犯人は、Aさんを誘拐した時のことをこう語っています。


まず、取り調べ時

「一人ぼっちの女の子がいたから誘拐した」


精神鑑定時

「一人のAちゃんを見た時、一人ぼっちの自分を見ているようだった。子供の頃が懐かしくなった。私にも自分が自分である時期があった」


裁判時

「Aちゃんは歩道橋に立っていた。はしゃぐのではなく、一人でいた。この子は自分を童心に返してくれるいい子だなと思った」


時系列ですが、こう見てみると一貫しています。ブレがないんです。



ただ単純な答え。

「一人ぼっちで歩道橋から景色を眺めたいたAちゃんを見ていたら一人ぼっちの子供の頃を思い出した」

ということでした。



彼の犯行動機は未だに不明瞭と言われています。

イタズラ目的とも言われています。



ですが、Aさんの持っていた性質が全ての悲劇を生んでしまいました。



犯人は、誘拐したのはAさんが初めてです。


彼は同世代の女性との交流が苦手だったため、普段から、素直か幼女や小学生女児で性欲処理をしていました。


方法は、下着が見えるような格好や動作をさせて写真を撮るというもの。


鉄棒をさせたりしゃがませたりして下着が見えたところでシャッターを切ったりしていました。

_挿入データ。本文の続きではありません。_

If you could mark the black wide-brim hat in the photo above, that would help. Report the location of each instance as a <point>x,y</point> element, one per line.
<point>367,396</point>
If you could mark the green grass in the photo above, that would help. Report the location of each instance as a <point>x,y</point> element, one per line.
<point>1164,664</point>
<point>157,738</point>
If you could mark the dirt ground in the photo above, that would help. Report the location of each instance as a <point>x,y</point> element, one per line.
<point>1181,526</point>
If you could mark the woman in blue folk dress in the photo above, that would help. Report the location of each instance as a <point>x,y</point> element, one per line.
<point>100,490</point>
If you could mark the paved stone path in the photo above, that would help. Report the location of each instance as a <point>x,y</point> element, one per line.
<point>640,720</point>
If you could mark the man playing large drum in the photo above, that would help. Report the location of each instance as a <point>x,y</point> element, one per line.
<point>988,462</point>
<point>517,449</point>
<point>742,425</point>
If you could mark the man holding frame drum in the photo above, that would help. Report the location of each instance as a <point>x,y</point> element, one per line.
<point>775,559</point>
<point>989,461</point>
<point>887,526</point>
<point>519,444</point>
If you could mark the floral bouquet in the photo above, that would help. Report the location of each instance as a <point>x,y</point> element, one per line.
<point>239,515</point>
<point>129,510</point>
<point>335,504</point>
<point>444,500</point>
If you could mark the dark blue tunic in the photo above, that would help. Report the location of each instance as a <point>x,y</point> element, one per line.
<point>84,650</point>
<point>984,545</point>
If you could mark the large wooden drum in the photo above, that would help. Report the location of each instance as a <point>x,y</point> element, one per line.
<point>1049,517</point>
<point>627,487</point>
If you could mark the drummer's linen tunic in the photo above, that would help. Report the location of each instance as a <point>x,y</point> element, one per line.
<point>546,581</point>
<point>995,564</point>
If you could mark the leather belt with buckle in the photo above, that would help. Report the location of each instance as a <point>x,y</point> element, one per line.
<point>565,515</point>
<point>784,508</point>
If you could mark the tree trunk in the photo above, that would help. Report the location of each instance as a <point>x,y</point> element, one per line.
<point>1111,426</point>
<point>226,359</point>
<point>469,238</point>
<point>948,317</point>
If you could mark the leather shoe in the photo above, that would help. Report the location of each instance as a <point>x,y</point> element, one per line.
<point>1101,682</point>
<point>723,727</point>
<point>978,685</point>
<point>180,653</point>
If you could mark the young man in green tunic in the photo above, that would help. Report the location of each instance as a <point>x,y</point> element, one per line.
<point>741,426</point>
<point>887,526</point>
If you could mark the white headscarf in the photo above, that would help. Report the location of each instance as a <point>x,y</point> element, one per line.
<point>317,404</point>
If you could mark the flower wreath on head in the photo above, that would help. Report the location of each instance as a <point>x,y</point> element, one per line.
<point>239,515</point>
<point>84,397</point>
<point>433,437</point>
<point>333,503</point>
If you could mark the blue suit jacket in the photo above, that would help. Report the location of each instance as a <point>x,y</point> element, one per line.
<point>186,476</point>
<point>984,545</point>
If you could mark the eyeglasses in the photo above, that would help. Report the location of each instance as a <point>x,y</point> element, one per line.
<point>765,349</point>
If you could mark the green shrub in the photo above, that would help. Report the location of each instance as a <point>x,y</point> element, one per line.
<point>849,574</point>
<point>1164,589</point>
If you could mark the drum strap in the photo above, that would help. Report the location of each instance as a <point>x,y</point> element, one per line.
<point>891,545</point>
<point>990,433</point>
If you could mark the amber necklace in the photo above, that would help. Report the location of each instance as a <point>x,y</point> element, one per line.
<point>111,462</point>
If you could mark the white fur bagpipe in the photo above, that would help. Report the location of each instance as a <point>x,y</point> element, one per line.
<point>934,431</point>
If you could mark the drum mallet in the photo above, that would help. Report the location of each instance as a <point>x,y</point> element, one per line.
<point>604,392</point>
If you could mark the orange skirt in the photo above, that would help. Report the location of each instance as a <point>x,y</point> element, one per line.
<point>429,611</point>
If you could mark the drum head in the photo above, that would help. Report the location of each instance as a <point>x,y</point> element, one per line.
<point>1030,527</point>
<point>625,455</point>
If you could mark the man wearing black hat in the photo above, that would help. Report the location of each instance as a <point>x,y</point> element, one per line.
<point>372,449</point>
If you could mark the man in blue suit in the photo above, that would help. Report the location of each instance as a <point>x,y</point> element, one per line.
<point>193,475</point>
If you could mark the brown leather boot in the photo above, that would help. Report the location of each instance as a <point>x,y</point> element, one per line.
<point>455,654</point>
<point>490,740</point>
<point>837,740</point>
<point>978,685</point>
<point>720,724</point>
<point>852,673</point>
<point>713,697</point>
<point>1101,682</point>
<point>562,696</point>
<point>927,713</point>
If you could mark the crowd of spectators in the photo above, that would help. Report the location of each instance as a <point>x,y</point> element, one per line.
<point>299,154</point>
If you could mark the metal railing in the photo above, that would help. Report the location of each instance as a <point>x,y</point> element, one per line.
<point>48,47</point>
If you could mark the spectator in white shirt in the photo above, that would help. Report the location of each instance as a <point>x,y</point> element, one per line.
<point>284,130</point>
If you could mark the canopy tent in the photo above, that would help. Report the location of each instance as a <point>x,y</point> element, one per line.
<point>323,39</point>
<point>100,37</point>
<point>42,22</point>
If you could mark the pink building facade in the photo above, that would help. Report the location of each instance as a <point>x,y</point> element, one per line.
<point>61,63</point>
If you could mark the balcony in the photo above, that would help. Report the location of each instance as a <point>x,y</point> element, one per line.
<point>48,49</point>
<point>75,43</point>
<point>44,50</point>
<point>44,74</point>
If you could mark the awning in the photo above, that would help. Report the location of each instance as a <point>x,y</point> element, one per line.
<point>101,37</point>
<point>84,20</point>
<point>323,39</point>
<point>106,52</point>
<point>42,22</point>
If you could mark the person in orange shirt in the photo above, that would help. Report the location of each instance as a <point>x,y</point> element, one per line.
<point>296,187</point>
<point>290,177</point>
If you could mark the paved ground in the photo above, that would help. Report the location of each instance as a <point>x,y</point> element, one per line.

そしてその写真を使ってマスターベーションをしていました。



初めにAさんを見た時も、ただ性欲を遂げるためだけに尾行していました。


しかし、その予定は一変します。


それはAさんが歩道橋で景色を見ていたところからです。



歩道橋で、一人で景色を見ているAさん。


そして、人付き合いが苦手で、生涯孤独であろうことを悟っていた青年。

また、彼はその三ヶ月前に最愛の祖父を亡くしています。


犯人は、“一人”でいたAさんを、“独り”である自分に重ねて見てしまいました。


犯人はその時のことをこう語っています。

「一人ぼっちの女の子を見ていたら、その子と自分が一心同体になる」


本来であれば、知らない人に着いていくことは決してないAさんは、景色に魅入られトランス状態に陥ったことで、思考が鈍っていました。


そんな時に、彼から声をかけられても“拒否をする”という選択肢を無くしていたのです。


まるで偶然に偶然が重なった出来事であり、シンクロニシティという概念の通り、同じ波長を持った者同士が惹かれあった。


それに、もし仮に拒否していたとしても彼を逆上させていた可能性もあるのです。


そうしてAさんの運命は死へ向かいました。